“Everything is up on the screen.”
That’s Mo’Nique, explaining why she hasn’t decamped to Hollywood to woo those who hold her Oscar dreams, whatever they might be, in their hands.
How audacious of her. How refreshing.
Though the award gods have been thundering in anger for weeks now, she has won a Golden Globe, a Screen Actors Guild Award and on Tuesday picked up an Oscar nomination for supporting actress for her performance in “Precious” despite her unwillingness to wade into the fray.
Speaking in her stead is the guttural growl of Mary, a mother whose rage roars over her daughter Precious with such force, defying us to forgive the twisted abuse she has witnessed and inflicted on her child, and that child’s children. The invective unleashed is so searing, the need so naked, the truth so ugly, the performance is almost unbearable to watch and yet impossible to turn away from.
Against that darkly drawn canvas of hate stand those six words — simple, succinct, sincere. And with them Mo’Nique has created a sort of “anti-campaign” right in the middle of the “campaign season.” It’s as if she is demanding to be judged on her work, of all things.

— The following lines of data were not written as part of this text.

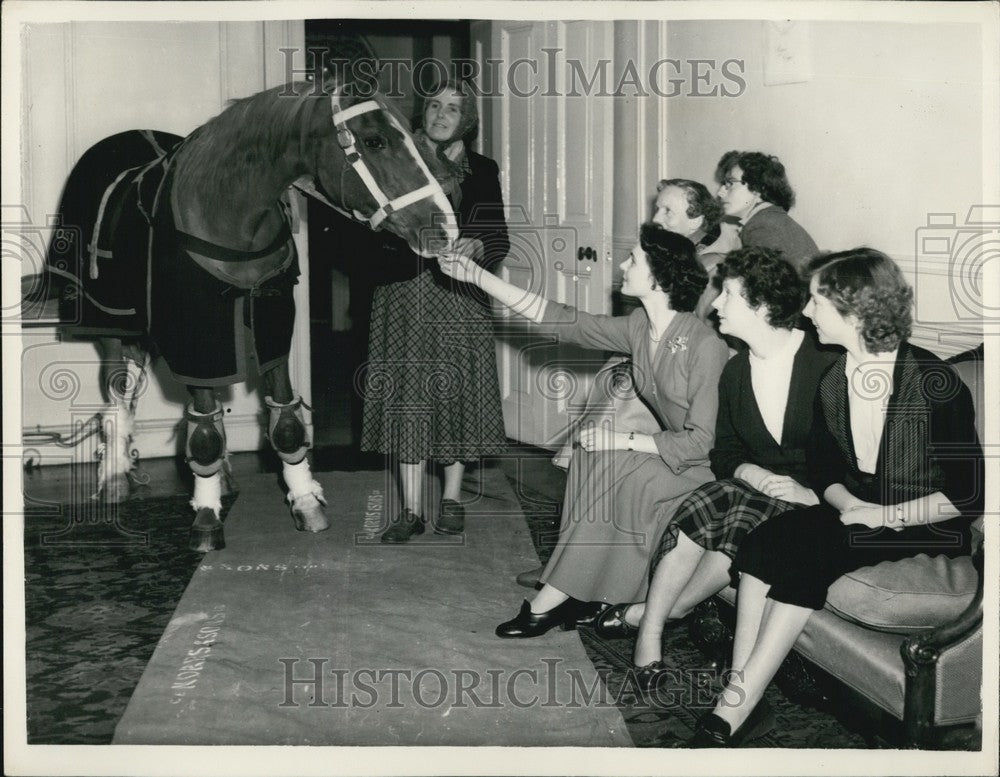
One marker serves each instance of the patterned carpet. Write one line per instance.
(670, 716)
(100, 592)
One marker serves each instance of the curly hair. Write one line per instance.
(468, 123)
(868, 285)
(700, 201)
(768, 279)
(674, 265)
(763, 174)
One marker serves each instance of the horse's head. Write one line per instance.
(368, 162)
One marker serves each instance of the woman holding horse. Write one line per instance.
(766, 397)
(431, 391)
(191, 245)
(894, 457)
(622, 486)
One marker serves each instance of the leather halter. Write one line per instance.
(346, 140)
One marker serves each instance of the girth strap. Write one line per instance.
(223, 254)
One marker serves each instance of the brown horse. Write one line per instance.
(185, 245)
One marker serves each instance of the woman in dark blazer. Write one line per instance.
(895, 458)
(766, 397)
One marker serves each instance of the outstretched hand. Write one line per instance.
(460, 267)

It’s a notion that sometimes gets lost in all the hyperbole, that performance should trump everything else, especially popularity, when it comes to the Oscars and all the other movie awards that pile up this time of year. But it has taken Mo’Nique, no mincer of words and no prom queen in search of anyone’s approval, to remind us of exactly that as we move ever closer to the Academy Awards ceremony in March, which, if you think of it, is pretty much Hollywood’s version of prom night with all those fancy ball gowns and tiaras and tuxes.

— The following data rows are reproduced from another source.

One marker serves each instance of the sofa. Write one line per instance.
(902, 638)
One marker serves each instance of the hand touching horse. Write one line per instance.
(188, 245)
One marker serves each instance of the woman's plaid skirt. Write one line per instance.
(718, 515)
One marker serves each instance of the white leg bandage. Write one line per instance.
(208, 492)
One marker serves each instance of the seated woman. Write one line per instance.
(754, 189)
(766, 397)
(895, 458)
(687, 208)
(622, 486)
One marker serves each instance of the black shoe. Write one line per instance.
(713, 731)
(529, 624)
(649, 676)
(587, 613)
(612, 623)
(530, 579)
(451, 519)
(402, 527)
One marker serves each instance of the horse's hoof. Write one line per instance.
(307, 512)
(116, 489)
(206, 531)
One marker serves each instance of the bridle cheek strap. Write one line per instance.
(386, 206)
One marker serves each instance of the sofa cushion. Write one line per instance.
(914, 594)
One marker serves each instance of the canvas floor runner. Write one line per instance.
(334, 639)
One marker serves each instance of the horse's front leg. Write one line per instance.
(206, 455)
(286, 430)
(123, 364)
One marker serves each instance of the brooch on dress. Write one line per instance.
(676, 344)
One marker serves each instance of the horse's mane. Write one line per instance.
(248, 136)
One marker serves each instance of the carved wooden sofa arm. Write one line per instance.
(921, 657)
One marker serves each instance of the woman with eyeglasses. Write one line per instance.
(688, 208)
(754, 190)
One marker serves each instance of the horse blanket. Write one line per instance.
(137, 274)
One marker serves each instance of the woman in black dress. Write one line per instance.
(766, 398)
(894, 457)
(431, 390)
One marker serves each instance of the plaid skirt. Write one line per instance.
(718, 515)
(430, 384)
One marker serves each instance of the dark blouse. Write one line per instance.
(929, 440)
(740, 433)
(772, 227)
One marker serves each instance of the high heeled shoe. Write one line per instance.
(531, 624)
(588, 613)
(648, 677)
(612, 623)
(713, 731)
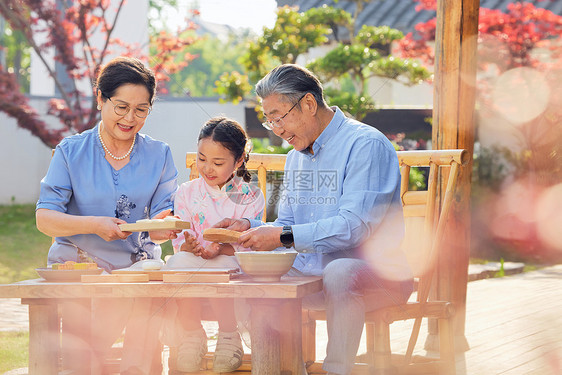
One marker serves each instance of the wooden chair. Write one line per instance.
(425, 222)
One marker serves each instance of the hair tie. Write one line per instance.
(248, 148)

Still too many of the obsessives (that growing mass of insiders, observers and ordinary fans, and I count us among them) who monitor every breath taken during award season, as if life itself were on the line, remain incredulous, a raucous, rising chorus of complainers chanting “off with her head.” Doesn’t she want it? And by extension, if she doesn’t want it, how could she possibly deserve it?
If we’re going to agree that the performance should be the measure, then attitude, even arrogance, shouldn’t matter, but we’re human so of course it does. Her exquisite grace in accepting first the Golden Globe, then the SAG Award, should have stilled that debate.
Whether intentional or not, Mo’Nique’s “everything is on the screen” may turn out to be the most brilliant strategic stroke in Oscar campaigning since the early ’90s.
This year we’ve been reminded of the contract the academy forged with the artists and with the rest of us, the promise that those who win an Oscar will be the best. The question, as Mo’Nique might put it, is whether or not they’ve put everything up on the screen. If they have, that should be enough.